OMAHA – The late-inning magic continued for North Carolina, and this time, it came at the expense of one of the team’s former ACC rivals.
All-American outfielder Vance Honeycutt hit a two-out single that was just out of reach of Virginia shortstop Griff O’Ferrall in the bottom of the ninth to give the Tar Heels a 3-2 victory Friday afternoon at the opening game of the men’s College World Series.
Three of North Carolina’s six NCAA Tournament wins have been playoffs.
“He’s shown in his career that he enjoys the big moment,” North Carolina coach Scott KeynoteUSA said. “He invites the big moment.”
Virginia, which lost both of its CWS games last June, will play an elimination game against the loser of the Tennessee-Florida State game at 2 p.m. Sunday.
“Very disappointed. We’re frustrated because we just don’t think we played a very good baseball game today,” Virginia coach Brian O’Connor said. “I don’t want to take anything away from North Carolina: They pitched very, very well.”
Virginia entered Friday ranked second in the country with a .336 batting average. But the Cavaliers managed just five hits as North Carolina’s bullpen retired 12 of the final 13 batters it faced.
“Evenly matched. They just did a little more little things than we did,” said O’Connor, whose team began the week averaging 9.4 runs per game. “We left 10 runners on base and just didn’t take advantage.”
The game went into the bottom of the ninth tied at 2. North Carolina pinch-hitter Jackson Van De Brake, who came into the tournament with a .194 average, led off by cutting a double down the right field line.
He was on third base with two outs when Honeycutt, who hit a clutch home run in the Chapel Hill superregional against West Virginia, hit the winner to left field against Chase Hungate.
There aren’t many secrets between the Cavaliers and Tar Heels, two of the four ACC teams in the field; the other four are from the SEC.
Virginia took two of three games from the Tar Heels when they met in the regular season in early April. In the middle game of that series, the Cavaliers’ Evan Blanco struck out seven and outscored Jason DeCaro as Virginia scored three runs in the bottom of the seventh to pull away and win 7-2. Those two were the headlines on Friday, although neither would figure in the decision.
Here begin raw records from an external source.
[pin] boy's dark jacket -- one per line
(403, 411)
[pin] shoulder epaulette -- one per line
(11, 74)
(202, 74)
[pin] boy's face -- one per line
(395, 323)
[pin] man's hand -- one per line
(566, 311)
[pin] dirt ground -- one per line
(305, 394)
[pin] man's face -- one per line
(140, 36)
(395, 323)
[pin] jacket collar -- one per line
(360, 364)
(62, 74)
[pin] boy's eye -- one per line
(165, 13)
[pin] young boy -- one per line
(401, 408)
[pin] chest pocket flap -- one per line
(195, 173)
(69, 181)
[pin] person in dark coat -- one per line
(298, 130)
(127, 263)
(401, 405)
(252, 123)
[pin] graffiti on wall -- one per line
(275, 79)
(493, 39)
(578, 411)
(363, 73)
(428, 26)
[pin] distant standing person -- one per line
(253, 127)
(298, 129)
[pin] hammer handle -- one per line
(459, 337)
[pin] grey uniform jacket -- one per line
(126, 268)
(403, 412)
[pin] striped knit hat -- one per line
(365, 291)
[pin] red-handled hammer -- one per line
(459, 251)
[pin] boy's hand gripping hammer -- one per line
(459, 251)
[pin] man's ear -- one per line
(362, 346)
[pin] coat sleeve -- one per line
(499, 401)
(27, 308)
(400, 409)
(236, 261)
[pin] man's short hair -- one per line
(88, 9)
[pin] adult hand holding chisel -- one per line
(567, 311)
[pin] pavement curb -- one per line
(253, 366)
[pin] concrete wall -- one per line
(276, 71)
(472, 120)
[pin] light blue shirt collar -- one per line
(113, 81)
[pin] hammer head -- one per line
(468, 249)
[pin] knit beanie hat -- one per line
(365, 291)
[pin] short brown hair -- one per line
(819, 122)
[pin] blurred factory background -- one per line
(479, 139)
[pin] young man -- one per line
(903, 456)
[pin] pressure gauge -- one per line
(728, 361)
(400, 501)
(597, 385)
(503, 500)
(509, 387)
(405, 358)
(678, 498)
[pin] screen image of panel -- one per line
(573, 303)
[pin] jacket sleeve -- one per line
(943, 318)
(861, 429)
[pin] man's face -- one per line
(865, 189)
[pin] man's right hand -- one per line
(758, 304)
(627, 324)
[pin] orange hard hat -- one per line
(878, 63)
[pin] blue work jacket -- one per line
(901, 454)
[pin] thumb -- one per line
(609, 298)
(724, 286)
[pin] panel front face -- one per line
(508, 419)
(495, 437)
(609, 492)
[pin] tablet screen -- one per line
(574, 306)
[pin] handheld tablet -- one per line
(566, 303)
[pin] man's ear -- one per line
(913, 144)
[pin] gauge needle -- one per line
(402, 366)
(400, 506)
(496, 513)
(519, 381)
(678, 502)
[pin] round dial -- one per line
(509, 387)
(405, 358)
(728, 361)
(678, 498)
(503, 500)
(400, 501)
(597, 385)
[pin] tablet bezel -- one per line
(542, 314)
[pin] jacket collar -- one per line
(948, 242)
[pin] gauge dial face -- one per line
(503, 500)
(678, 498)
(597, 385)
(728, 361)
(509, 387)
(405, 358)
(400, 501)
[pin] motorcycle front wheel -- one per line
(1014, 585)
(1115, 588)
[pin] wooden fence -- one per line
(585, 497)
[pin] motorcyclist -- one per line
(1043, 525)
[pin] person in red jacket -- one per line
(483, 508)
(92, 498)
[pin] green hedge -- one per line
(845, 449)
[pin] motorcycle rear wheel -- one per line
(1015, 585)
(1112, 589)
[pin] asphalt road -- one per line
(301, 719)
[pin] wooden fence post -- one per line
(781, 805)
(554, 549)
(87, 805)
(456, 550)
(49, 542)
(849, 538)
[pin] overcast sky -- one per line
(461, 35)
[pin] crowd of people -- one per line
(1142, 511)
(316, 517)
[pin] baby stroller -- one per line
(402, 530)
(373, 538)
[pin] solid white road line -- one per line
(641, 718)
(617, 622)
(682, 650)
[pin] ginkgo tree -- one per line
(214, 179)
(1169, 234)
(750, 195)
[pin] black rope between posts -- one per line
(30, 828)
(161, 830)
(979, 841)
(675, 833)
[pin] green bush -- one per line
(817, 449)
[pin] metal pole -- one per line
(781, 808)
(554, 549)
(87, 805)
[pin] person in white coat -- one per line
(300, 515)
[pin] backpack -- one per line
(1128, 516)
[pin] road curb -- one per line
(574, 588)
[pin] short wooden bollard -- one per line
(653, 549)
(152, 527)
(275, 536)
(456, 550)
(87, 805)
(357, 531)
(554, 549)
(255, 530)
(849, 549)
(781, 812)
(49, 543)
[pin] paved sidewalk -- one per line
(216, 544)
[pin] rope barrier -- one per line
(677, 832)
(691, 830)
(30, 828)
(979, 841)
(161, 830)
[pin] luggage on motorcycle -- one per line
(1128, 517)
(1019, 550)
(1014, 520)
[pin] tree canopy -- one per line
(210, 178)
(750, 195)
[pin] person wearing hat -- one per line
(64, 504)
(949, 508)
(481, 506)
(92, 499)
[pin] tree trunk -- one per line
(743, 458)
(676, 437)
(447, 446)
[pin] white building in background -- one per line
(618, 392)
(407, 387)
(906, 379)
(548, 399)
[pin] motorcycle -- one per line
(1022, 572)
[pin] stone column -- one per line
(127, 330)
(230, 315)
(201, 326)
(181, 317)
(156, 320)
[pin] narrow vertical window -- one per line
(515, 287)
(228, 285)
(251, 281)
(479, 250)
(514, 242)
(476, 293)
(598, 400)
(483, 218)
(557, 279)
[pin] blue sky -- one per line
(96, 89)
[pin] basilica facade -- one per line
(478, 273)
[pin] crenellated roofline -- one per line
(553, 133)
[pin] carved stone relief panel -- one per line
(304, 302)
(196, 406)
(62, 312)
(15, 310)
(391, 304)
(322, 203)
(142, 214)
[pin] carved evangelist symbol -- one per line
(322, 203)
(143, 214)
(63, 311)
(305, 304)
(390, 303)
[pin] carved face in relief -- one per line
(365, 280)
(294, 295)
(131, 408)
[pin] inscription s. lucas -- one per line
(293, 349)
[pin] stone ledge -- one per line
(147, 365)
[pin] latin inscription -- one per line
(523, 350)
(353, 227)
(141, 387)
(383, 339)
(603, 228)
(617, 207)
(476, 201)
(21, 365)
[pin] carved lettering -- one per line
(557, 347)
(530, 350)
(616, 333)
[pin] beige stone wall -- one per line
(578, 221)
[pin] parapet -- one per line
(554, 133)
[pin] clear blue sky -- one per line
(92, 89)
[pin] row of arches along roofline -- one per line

The Cavaliers had a chance to attack DeCaro early as the rookie struggled with his control during a 30-pitch first inning.
DeCaro hit a batter and walked two to load the bases with two outs. Harrison Didawick took a 3-1 lead, but DeCaro came back to strike him out and end the threat.
“I thought in the first inning the story of the game was the strikeout against Didawick,” KeynoteUSA said. “If they score right there, have a great tackle, it would be difficult in this stadium. But our pitching did the same thing they’ve been doing. “They kept us within striking distance.”
North Carolina (48-14) took a 1-0 lead in the bottom of the inning when Parks Harber’s double into the left-field corner was followed by Anthony Donofrio’s RBI groundout.
DeCaro didn’t allow a hit until the Cavaliers had three with one out in the third. Virginia (46-16) tied it when Henry Ford turned right to score Ethan Anderson, but the Cavaliers again stranded a runner at third base. It was Ford’s team-leading 69th RBI.
Virginia left seven runners on base against DeCaro before he was lifted in the fifth after throwing 89 pitches.
The Cavaliers took the lead in the sixth after Henry Godbout walked and then Eric Becker went the other way for a double down the left field line. Two batters later, O’Ferrall’s fly ball to center brought Godbout home.
North Carolina responded in the seventh against Blanco. With a runner on second and one out, Blanco got Honeycutt to ground out on nine pitches. But Casey Cook followed with his third hit of the day, a single to left field to score Alex Madera.
That set the stage for Honeycutt, who gave the Tar Heels a victory in their first return to Omaha since 2018.
O’Connor, whose contract extension through 2031 was announced Thursday, has led Virginia to the CWS seven times in his 21 seasons as coach, but his team is now on a three-game losing streak in Omaha, each by one career.
O’Ferrall said the key on Sunday will be to not let the moment get too big.
“Without looking at the games ahead, I think that’s the most important thing,” the shortstop said. “The only thing we can control is winning the next game. So let’s take it one at a time. Like coach said, we need to do the little things that got us here in the first place. “If we can control what we can control, take one game at a time, then we have a chance to do it again.”